Terminology used in this text:
A T1 space is a topological space such that, if x is an element of the space, the set {x} is closed.
A countably compact space is a space such that every infinite subset of the space has a limit point in the space. I am under the impression that other texts refer to this property as limit point compactness.
An infinite open cover is a collection of infinitely many open sets which cover the space.
 A: We shall show that if $X$ is a $T_1$ space, then it is countably compact if and only if every infinite open cover has a proper subcover. The key idea is to proceed by contrapositive.
($\Rightarrow$ Needs $T_1$) Suppose that $ \ \mathcal{U} \ $ is an infinite open cover of $X$ with no proper subcover. Then for each $U \in \mathcal{U}$, there is a point $p_U \in U$ that doesn't belong to any other member of $ \ \mathcal{U} \ $. The set $A = \{p_U : U \in \mathcal{U} \}$ is infinite and doesn't have a limit point. Indeed, if $x \in X$, then there is $U \in \mathcal{U}$ containing $x$ and $ U \cap A = \{ p_U \}$. If $x = p_U$, then it isn't a limit point of $A$. If $x \ne p_U$, then, using $T_1$, $U- \{ p_U \}$ is open and $(U- \{ p_U \}) \cap A =\emptyset$. So $x$ isn't a limit point of $A$.
George Lowther gave an example showing that the $T_1$ hypothesis is fundamental. Since there are many comments, I'll reproduce it here:

"Consider the example of the real numbers where the open sets are unions of intervals $[n,a)$ for integer $n$ and real $a>n$. This is $T_0$ but not $T_1$. It is also countably compact, but the infinite cover $\mathcal{U}=\{[n,n+1)\colon n\in\mathbb{Z}\}$ has no proper subcovers. So, $T_1$ is needed."

A direct approach to prove this implication was suggested by Carl Mummert. Let $ \ \mathcal{U} \ $ be an infinite open cover of $X$ and $ \ \mathcal{U}_0 $ be a countably infinite subset of $ \ \mathcal{U} $. Now consider $ \ \mathcal{U}_1 = \mathcal{U} - \mathcal{U}_0$ and let $V \ $ be the union of all sets in $ \ \mathcal{U}_1$. Then $ \ \mathcal{U}_0 \cup \{ V \ \}$ is a countable open cover of $X$ and follows from $(1)$ that it has a finite subcover $U_1, \ldots, U_n$. Now the set consisting of all $U_i$, with possible exception of $V$, adjoined with the sets $ U \in \mathcal{U}_1$ is a proper subcover of $ \ \mathcal{U}$.
($\Leftarrow$ Doesn't need $T_1$) Now, suppose that $X$ isn't countably compact. Then there is an infinite set $A$ with no limit points. Thus $A$ is closed.
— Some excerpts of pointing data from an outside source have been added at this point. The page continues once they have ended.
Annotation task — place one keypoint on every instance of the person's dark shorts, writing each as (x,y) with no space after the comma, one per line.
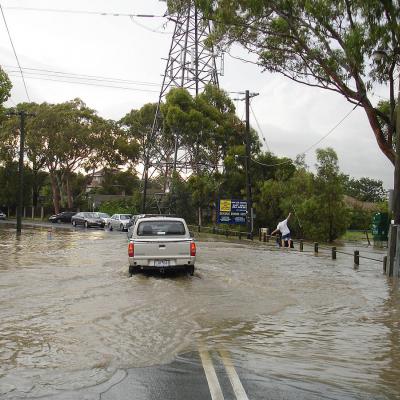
(286,237)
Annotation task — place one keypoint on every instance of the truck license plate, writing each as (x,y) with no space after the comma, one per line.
(161,263)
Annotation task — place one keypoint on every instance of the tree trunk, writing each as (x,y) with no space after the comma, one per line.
(56,193)
(69,192)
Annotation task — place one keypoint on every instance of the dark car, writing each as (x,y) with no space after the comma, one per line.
(87,219)
(64,216)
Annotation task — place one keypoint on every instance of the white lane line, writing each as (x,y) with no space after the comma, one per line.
(233,376)
(213,383)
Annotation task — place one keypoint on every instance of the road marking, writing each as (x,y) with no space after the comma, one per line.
(233,376)
(212,379)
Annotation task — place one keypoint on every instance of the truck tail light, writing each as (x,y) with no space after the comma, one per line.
(192,249)
(131,249)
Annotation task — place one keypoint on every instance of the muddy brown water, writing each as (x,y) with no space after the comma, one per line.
(70,316)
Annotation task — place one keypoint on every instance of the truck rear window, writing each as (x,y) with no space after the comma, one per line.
(159,228)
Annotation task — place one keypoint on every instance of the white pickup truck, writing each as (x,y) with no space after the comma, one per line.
(161,244)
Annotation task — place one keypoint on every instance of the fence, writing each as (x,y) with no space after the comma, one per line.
(29,212)
(265,237)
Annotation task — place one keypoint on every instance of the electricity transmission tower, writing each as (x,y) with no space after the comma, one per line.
(191,65)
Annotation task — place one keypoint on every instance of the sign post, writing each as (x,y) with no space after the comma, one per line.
(233,212)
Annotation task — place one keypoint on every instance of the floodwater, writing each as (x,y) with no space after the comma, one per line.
(70,316)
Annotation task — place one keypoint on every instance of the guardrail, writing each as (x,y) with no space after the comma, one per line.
(265,237)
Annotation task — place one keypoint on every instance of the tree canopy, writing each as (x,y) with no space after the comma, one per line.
(325,44)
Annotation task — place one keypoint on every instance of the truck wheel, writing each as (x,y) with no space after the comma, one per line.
(190,270)
(133,270)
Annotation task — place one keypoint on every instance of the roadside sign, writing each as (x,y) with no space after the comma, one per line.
(232,211)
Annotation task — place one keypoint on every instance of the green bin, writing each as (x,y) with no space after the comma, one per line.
(380,226)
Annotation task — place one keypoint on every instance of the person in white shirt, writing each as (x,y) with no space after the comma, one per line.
(285,231)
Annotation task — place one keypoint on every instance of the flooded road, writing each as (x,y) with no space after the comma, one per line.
(70,317)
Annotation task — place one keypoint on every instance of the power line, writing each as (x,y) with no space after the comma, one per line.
(15,53)
(149,29)
(331,130)
(90,84)
(310,147)
(70,75)
(101,13)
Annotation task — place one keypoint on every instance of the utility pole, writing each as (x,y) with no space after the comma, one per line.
(247,168)
(22,116)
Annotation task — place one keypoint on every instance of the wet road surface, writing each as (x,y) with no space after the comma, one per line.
(291,325)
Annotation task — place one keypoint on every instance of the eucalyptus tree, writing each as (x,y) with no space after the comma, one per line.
(138,127)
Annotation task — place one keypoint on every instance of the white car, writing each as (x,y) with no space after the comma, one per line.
(119,222)
(161,244)
(105,217)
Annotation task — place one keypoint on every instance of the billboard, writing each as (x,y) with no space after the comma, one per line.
(232,211)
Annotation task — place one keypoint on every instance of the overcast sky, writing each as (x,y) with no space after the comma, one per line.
(292,117)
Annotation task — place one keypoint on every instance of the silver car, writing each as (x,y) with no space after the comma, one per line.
(87,219)
(119,222)
(105,217)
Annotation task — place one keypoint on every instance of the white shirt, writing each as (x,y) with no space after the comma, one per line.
(282,226)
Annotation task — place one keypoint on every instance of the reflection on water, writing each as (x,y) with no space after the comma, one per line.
(70,316)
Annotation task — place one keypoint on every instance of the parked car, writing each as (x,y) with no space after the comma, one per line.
(161,244)
(132,222)
(87,219)
(119,221)
(105,217)
(64,216)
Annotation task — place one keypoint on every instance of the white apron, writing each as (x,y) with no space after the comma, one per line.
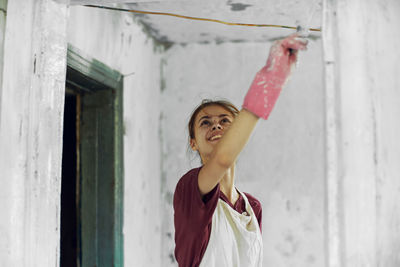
(235,239)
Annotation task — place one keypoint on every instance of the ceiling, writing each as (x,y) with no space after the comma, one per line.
(177,30)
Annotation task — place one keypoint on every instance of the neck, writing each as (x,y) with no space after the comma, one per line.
(227,185)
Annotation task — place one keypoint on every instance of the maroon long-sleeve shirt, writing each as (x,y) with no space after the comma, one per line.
(193,217)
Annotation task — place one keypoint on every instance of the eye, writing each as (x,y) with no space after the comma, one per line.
(205,122)
(225,120)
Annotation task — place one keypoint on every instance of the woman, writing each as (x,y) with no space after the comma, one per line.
(216,225)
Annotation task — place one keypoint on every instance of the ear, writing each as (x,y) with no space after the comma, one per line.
(193,144)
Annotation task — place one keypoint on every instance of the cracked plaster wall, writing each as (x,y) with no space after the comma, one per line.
(117,41)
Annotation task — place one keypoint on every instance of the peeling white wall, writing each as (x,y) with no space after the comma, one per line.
(363,191)
(283,164)
(117,41)
(31,110)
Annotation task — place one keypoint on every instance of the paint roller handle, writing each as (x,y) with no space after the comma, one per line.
(268,82)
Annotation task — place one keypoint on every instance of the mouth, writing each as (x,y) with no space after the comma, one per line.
(215,137)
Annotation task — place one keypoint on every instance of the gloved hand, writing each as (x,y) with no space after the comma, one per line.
(268,83)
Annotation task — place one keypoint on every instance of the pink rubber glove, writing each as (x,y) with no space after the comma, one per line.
(268,83)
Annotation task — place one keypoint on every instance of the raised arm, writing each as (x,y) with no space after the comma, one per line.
(258,103)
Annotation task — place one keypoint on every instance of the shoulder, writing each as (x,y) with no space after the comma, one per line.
(187,185)
(188,178)
(254,202)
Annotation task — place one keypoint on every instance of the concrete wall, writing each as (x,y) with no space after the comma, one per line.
(117,41)
(31,110)
(283,164)
(363,103)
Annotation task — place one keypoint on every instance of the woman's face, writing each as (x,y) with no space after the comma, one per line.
(209,126)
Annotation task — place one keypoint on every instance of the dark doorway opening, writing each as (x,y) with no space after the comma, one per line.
(69,224)
(92,169)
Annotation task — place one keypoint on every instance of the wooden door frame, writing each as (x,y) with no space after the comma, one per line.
(87,75)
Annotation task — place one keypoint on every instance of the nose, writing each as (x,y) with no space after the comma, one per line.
(216,126)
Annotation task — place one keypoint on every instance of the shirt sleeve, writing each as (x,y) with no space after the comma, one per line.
(257,208)
(191,209)
(192,218)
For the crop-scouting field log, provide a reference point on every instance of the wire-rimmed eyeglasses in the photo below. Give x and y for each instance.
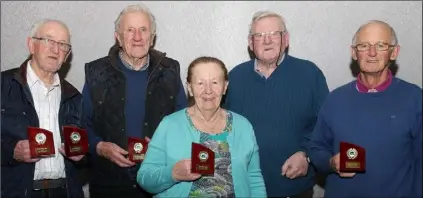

By the definition of limit point, for each $x \in A$, there is an open set $U_x$ containing $x$ such that $ U_x \cap A = \{ x \} $. Consider $ \ \mathcal{U} \ $ the set of all $U_x$ plus, if necessary, $X-A$. Then $ \ \mathcal{U} \ $ is an infinite cover of $X$ with no proper subcovers. 
P.S. Thanks Carl Mummert, George Lowther and Mark for your efforts to clarify and improve this answer.